Life Topography

“Life is like topography, Hobbes. There are summits of happiness and success, flat stretches of boring routine and valleys of frustration and failure.”  ―    Bill Watterson

Is happiness found only at the summit?  Can we pick up some handfuls of it and put it in a pocket to carry with us down  to the plains of routine, maybe save a few grains for the valleys of frustration and failure?  Happiness itself has such a wide range, from quiet contentment to shrieking laughter, joy so pure it brings tears; it surely has its own topography.

Like a map stretched and pulled to reproduce the highs and lows of the surrounding area in a visitor’s center; what if we created one reflecting our lives?  That 12,000 ft. elevation, what was that moment?  How often do we dip below sea level?  Are there vast plains or does your map look like the alps?  Buttes of contentment; tall places that are wide and flat at the summit.  Rivers carry us from the pinnacles to the passes.  Roiling and boulder filled, cutting narrow walls along the way; broad and flat, muddied colors and shallow channels; sinuous and snaking or arrow straight waterways carry life events and emotions from edge to edge.
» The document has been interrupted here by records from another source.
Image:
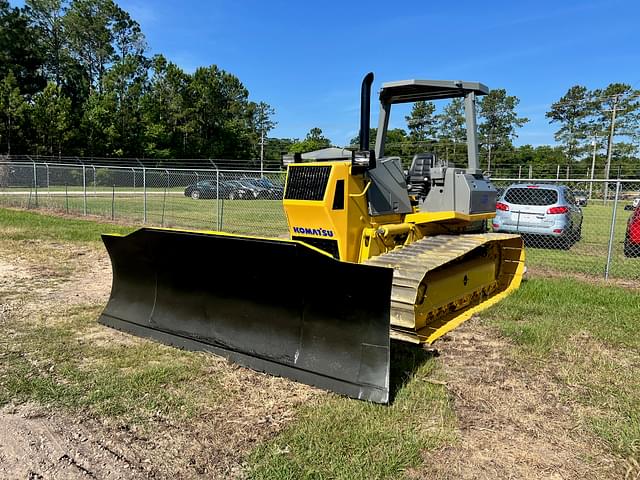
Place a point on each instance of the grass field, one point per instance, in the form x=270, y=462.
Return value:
x=266, y=217
x=577, y=339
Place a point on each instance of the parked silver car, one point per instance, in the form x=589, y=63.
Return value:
x=540, y=211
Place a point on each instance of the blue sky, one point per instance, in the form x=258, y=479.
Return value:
x=307, y=59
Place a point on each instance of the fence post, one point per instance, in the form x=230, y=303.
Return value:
x=164, y=198
x=84, y=190
x=35, y=181
x=144, y=193
x=219, y=227
x=48, y=182
x=612, y=231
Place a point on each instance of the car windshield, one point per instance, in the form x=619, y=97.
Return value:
x=262, y=182
x=531, y=196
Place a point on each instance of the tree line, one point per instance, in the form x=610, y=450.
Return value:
x=75, y=79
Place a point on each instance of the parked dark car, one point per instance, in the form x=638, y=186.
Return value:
x=276, y=192
x=632, y=236
x=202, y=189
x=229, y=189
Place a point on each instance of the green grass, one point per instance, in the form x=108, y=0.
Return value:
x=21, y=225
x=587, y=336
x=266, y=218
x=55, y=363
x=343, y=439
x=589, y=255
x=258, y=217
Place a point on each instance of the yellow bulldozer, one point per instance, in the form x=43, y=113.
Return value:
x=375, y=253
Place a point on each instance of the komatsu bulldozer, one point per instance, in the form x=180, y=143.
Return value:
x=366, y=262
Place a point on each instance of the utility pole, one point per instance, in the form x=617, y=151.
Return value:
x=593, y=166
x=262, y=153
x=610, y=147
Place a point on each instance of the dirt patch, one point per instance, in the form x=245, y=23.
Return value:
x=35, y=444
x=512, y=423
x=43, y=442
x=49, y=274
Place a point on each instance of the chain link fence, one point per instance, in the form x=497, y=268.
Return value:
x=236, y=201
x=574, y=226
x=570, y=226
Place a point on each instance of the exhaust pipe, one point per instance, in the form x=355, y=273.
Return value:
x=365, y=111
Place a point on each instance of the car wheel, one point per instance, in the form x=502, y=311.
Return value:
x=631, y=249
x=577, y=235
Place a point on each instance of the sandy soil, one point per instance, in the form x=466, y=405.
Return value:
x=512, y=424
x=38, y=442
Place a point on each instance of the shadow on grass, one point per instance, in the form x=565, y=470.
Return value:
x=406, y=359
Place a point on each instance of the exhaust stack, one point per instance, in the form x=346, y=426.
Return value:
x=365, y=111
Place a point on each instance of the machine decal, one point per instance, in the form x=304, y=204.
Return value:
x=320, y=232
Understanding the contours of one’s life can bring insight when the map is overlaid with the topography we would choose.  A little flatter here, not so deep and foreboding there;  imagining forward to the profile of one’s future, can the topography change substantively?  Perhaps carrying those little grains of happiness from the crowns of the mountains of our achievements down to the valleys of our failures will soften the landscape over time, take away some of the sharp edges and deep furrows.